Только узрев дитя, женщина, наконец, изменилась лицом. Легкая улыбка скользнула по ее тонким губам, сделав ее еще более прекрасной. Она было хотела позвать ребенка, но потом передумала и просто любовалась им издалека, словно боялась вторгаться в маленький мирок беззаботного детского счастья. Но мальчонка, бегая вокруг своей няньки по кругу, сам заметил ее и бросился к окну с криками:
– Матушка, матушка, посмотри, как я научился скакать на лошадке!
Ребенок подбежал к окну совсем близко, и женщина нагнулась к нему, протягивая навстречу руки, как вдруг отпрянула, словно пораженная громом. С лица ее сына на нее смотрели в точности такие же глаза, как глаза отрока, которого она совсем недавно спасла от смерти.
– Не может быть! – вскрикнула она, вскакивая с резной лавки, на которой сидела перед окном. – Светлые Боги, этого не может быть!
Она заметалась по светлице, не зная, что и подумать, как объяснить для себя столь явное и разительное сходство. И вдруг ее поразила одна мысль, которая явилась в ее возбужденное сознание неизвестно откуда и которая настолько ее ошеломила, что она остановилась, сложив руки перед собой, словно собираясь молиться. Только теперь она поняла, что ее заставило позвать к себе отрока, ведь сын ее был необычайно похож на своего отца и ее погибшего мужа, и оттого глаза отрока имели сходство скорее с его глазами. «Конечно же, – подумала она, – это были глаза, которыми семь лет тому назад смотрел на нее ее любимый, ее славный боярин Володарь».
Карамея скрестила руки на груди, словно пытаясь удержать в ней сошедшее с ума сердце. Теперь она понимала, для чего появился этот отрок. Без сомнения, это была земная тень ее погибшего мужа, которая помогла ей свершить задуманную месть. Ведь она так долго мечтала об этой мести, но убить даже одного монаха было невозможно, ибо этих людей охраняла могучая сила церкви, и они были над законом и вне закона. Они могли убить кого угодно, но никто даже и не смел подумать о том, чтобы сразиться с ними. И тут такая удача – она убила монаха на глазах у всех, защищая юношу, а значит, ни церковь, ни город не смогут предъявить ей даже виры.
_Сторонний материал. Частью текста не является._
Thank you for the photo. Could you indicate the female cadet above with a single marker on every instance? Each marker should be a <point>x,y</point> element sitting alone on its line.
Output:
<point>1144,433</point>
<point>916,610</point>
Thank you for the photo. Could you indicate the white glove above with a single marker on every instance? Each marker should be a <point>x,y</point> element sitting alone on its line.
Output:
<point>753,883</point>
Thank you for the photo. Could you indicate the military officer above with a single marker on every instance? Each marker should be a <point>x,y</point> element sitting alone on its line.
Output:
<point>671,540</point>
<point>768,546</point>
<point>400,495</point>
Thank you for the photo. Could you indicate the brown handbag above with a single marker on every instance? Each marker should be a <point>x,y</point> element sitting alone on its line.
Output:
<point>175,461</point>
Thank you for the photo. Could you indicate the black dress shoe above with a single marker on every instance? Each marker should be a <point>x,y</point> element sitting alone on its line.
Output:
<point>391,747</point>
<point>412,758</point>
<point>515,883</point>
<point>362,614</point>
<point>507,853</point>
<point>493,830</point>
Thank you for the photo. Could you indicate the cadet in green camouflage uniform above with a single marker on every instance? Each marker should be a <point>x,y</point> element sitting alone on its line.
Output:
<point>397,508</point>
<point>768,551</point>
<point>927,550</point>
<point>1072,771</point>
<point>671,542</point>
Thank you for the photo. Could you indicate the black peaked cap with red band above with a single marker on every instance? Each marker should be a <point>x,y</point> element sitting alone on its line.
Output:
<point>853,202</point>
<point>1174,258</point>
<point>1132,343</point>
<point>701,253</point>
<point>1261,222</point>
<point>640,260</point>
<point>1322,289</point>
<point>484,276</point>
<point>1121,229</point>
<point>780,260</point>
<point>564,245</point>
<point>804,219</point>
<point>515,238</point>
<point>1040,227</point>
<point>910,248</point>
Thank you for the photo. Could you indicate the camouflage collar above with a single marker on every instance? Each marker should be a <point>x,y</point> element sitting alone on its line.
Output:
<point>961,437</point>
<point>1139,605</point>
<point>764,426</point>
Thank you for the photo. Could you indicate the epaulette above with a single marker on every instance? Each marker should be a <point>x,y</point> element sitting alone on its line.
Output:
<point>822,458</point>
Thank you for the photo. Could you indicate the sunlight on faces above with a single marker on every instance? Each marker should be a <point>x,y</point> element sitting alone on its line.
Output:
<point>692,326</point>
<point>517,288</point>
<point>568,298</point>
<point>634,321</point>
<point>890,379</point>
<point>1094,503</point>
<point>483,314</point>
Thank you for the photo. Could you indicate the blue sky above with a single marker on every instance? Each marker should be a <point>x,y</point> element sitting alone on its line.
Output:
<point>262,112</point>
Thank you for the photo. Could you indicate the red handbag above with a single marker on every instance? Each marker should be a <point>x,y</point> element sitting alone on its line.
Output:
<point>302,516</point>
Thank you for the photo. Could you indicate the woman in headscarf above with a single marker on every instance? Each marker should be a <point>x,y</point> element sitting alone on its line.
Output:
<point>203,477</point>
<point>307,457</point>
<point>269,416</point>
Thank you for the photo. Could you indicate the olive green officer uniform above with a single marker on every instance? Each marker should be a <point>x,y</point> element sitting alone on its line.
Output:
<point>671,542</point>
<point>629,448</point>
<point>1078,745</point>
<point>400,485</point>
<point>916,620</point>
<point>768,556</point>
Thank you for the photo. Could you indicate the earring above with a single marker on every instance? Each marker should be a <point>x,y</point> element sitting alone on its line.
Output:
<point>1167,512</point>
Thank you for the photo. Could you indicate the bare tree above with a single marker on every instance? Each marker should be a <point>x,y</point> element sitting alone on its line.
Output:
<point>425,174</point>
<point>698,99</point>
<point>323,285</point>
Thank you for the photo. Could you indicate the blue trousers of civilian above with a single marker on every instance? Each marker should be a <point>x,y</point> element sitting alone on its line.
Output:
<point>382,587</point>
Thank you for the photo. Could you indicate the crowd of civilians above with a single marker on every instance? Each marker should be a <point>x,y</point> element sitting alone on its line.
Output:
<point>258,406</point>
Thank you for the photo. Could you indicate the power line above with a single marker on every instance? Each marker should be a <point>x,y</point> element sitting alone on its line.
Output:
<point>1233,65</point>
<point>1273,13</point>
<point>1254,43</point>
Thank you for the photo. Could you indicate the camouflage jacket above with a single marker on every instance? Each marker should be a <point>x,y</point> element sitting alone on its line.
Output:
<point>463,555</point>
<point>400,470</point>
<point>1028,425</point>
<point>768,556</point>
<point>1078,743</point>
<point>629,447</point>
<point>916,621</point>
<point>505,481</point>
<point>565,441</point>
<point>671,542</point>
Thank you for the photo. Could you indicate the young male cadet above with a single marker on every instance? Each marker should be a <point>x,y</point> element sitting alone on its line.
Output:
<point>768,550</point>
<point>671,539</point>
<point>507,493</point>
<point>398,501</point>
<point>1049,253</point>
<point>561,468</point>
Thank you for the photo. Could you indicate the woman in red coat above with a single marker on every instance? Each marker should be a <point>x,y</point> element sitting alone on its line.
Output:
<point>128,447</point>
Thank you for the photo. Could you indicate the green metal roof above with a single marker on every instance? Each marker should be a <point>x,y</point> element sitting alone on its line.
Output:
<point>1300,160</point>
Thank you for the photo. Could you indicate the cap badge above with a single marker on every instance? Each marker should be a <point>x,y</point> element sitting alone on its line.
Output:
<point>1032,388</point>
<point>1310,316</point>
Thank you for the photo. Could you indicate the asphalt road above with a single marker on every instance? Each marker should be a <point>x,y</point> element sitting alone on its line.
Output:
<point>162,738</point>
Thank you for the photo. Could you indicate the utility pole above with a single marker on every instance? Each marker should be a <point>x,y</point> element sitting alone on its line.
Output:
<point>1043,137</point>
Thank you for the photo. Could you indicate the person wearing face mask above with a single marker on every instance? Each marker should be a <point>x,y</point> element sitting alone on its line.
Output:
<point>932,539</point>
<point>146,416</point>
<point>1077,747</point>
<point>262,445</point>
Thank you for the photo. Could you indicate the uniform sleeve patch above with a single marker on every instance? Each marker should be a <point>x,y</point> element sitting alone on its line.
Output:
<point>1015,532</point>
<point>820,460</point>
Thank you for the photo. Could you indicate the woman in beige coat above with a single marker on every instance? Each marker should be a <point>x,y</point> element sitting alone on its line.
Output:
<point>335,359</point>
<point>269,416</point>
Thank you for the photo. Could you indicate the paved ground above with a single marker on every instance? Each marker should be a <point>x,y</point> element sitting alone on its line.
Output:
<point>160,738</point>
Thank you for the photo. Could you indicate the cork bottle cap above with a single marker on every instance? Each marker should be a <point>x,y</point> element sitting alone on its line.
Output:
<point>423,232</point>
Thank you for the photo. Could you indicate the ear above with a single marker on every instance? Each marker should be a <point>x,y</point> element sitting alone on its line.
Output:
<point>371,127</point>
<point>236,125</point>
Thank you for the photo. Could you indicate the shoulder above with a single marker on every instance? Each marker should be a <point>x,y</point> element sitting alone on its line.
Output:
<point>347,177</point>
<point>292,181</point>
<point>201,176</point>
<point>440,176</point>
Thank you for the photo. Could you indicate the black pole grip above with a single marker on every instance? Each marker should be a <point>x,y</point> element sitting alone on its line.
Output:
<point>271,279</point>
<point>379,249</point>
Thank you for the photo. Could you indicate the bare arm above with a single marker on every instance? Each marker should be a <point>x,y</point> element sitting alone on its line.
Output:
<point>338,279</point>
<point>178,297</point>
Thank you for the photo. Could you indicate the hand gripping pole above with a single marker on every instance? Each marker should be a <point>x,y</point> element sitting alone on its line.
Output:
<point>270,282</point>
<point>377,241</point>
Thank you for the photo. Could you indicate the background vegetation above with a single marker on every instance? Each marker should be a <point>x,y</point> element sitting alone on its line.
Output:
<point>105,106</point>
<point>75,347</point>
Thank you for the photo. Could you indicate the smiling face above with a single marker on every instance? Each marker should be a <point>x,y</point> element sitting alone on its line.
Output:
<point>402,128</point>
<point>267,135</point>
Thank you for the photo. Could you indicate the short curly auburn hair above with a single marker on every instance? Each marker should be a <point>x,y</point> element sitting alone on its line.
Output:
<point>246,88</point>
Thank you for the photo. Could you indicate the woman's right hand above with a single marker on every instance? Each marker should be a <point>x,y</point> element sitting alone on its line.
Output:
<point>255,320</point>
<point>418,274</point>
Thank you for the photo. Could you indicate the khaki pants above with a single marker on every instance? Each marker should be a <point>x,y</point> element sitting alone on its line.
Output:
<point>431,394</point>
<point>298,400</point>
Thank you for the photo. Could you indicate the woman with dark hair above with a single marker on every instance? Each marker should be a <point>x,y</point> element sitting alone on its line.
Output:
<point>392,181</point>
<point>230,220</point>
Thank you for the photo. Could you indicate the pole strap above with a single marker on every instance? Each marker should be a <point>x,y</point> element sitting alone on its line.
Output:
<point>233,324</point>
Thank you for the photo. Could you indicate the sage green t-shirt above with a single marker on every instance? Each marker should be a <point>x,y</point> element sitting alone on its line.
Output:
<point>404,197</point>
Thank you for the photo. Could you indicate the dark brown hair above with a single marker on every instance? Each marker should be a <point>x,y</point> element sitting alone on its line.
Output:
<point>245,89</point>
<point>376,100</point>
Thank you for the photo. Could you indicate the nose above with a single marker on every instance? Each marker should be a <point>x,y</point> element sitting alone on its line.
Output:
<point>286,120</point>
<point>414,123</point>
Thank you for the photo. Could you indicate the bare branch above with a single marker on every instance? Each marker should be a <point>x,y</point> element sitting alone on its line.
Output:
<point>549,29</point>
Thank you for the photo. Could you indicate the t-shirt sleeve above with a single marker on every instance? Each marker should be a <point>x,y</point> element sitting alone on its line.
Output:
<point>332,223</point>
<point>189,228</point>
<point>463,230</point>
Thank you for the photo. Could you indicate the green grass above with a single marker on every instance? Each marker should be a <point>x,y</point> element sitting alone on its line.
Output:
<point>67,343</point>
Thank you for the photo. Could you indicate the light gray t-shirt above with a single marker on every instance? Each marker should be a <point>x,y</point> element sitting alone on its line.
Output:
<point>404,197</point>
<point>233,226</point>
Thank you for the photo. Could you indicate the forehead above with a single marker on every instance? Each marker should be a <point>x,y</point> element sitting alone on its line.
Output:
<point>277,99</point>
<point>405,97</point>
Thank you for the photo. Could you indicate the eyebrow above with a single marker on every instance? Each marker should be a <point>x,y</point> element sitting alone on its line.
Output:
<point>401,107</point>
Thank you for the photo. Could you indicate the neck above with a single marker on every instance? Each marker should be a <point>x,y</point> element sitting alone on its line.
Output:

Конечно же, решила Карамея, в образе этого юноши к ней явилась душа любимого супруга, которого она оплакивала столько лет, по которому она безутешно горевала, взывая к Карне и Желе. И вот Светлые Боги услышали ее голос и помогли ей свершить эту столь желанную месть, чтобы душа ее могла утешиться. Она еще раз припомнила глаза отрока, поразившись тому, как на совершенно другом, непохожем на ее мужа, лице могли быть эти до боли знакомые и любимые очи с тем же неповторимым выражением любви и сияния чистого света.